Without warning, a U.S. F-15E attack jet streaked across the drone’s high-definition field of vision and dropped a 500-pound bomb on the crowd. Then a jet dropped one 2,000-pound bomb, then another. 

It was March 18, 2019. At the U.S. military’s busy Combined Air Operations Center at Al Udeid Air Base in Qatar, uniformed personnel watching the live drone footage looked on in stunned disbelief.

“Who dropped that?” a confused analyst typed on a secure chat system being used by those monitoring the drone. Another responded, “We just dropped on 50 women and children.”

An initial battle damage assessment quickly found that the number of dead was actually about 70.
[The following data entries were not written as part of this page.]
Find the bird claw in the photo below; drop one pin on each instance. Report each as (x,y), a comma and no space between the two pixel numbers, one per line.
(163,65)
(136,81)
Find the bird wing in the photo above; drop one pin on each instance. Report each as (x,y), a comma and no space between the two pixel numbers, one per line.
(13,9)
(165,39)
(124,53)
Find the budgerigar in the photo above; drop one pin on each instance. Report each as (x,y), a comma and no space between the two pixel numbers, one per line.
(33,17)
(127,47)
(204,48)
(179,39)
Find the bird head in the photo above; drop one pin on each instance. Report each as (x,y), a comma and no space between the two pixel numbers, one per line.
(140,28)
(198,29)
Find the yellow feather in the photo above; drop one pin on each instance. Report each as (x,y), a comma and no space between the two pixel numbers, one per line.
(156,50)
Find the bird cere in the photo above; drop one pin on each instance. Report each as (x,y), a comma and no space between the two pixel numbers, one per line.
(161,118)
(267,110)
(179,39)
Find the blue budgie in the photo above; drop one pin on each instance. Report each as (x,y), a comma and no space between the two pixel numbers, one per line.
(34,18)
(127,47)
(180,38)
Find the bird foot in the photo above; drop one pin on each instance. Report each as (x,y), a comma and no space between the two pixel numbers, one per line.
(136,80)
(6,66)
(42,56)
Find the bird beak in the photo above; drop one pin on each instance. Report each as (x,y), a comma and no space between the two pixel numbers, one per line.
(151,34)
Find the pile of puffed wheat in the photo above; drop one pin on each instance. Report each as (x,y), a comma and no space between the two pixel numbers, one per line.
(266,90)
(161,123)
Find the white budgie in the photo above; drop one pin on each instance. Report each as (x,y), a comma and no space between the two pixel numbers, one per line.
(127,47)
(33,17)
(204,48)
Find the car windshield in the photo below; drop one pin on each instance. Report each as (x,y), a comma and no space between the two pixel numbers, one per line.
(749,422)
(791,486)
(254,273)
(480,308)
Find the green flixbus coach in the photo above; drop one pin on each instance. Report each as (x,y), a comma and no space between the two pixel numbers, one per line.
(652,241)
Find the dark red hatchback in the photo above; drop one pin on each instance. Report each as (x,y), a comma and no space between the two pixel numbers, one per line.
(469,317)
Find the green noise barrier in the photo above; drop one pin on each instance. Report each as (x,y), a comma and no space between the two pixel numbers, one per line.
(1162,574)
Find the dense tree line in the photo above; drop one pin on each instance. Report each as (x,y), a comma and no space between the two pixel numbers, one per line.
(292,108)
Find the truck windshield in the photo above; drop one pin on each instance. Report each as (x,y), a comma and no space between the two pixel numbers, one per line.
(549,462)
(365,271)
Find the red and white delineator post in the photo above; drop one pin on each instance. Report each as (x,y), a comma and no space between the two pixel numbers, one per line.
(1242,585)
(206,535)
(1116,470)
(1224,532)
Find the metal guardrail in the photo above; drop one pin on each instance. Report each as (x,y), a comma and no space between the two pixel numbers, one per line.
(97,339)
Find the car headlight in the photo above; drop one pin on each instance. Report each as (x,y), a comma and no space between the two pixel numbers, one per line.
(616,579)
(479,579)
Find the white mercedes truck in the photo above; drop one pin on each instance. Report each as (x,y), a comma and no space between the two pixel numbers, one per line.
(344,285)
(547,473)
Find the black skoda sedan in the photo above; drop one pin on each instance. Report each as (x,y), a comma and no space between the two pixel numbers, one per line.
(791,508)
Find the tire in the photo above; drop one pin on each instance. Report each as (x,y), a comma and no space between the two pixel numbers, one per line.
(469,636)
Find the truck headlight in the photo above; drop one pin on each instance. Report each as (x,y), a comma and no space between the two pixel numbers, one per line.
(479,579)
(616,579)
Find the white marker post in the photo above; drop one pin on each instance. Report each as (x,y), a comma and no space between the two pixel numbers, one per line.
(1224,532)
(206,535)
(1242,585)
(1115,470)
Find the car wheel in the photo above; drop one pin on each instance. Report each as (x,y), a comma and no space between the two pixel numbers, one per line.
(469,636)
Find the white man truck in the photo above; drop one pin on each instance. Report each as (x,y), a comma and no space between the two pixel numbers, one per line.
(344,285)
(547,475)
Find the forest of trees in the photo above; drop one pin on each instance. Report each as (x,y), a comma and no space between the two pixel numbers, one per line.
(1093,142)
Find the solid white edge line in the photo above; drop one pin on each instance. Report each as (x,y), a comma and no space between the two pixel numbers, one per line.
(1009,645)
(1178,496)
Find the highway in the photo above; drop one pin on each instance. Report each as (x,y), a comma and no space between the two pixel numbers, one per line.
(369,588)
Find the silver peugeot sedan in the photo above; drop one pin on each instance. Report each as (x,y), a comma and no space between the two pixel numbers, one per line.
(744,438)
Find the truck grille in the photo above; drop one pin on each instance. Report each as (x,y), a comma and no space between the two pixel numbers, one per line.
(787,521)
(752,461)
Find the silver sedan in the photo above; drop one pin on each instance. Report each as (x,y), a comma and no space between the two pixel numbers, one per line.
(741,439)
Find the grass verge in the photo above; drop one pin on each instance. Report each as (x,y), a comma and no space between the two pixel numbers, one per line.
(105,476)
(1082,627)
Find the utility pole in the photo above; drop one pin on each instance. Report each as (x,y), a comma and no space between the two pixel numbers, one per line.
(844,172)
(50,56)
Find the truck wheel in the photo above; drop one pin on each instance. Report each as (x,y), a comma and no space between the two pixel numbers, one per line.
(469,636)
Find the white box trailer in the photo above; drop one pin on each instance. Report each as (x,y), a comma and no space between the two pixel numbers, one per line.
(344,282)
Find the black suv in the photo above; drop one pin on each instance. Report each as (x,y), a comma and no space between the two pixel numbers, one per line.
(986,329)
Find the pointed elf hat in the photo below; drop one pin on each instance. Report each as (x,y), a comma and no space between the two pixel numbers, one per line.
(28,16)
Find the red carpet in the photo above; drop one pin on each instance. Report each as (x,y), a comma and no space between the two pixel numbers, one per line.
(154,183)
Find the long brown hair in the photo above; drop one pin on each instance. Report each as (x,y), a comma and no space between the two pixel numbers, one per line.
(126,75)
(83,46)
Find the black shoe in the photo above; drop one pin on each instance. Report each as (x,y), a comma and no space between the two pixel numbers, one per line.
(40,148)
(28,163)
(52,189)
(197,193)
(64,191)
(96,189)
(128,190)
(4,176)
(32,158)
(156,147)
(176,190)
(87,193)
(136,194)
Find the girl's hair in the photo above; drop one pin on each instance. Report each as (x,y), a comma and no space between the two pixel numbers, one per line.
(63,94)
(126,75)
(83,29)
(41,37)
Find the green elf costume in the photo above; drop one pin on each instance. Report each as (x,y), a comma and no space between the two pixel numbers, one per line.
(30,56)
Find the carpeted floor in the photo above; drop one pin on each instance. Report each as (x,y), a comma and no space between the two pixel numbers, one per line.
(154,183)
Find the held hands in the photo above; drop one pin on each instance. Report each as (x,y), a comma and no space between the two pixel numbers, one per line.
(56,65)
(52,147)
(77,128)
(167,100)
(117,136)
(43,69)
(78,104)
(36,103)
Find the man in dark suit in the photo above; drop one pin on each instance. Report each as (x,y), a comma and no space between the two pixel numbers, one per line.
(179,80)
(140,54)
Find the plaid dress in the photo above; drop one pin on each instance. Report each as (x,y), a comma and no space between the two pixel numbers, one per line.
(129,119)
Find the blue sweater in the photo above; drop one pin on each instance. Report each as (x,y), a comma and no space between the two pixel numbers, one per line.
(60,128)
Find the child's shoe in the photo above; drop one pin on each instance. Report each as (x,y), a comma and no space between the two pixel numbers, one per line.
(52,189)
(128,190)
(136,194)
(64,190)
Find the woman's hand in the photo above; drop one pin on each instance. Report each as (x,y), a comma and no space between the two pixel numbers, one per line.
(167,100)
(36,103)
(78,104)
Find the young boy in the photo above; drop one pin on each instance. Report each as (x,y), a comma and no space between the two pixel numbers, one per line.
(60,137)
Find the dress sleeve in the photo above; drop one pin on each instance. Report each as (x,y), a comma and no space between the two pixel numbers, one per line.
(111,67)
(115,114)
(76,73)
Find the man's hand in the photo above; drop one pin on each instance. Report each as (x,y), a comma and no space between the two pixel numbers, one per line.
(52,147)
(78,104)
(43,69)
The Baghuz strike was one of the largest civilian casualty incidents of the war against the Islamic State, but it has never been publicly acknowledged by the U.S. military. The details, reported here for the first time, show that the death toll was almost immediately apparent to military officials. A legal officer flagged the strike as a possible war crime that required an investigation. But at nearly every step, the military made moves that concealed the catastrophic strike. The death toll was downplayed. Reports were delayed, sanitized and classified. U.S.-led coalition forces bulldozed the blast site. And top leaders were not notified.

The Defense Department’s independent inspector general began an inquiry, but the report containing its findings was stalled and stripped of any mention of the strike.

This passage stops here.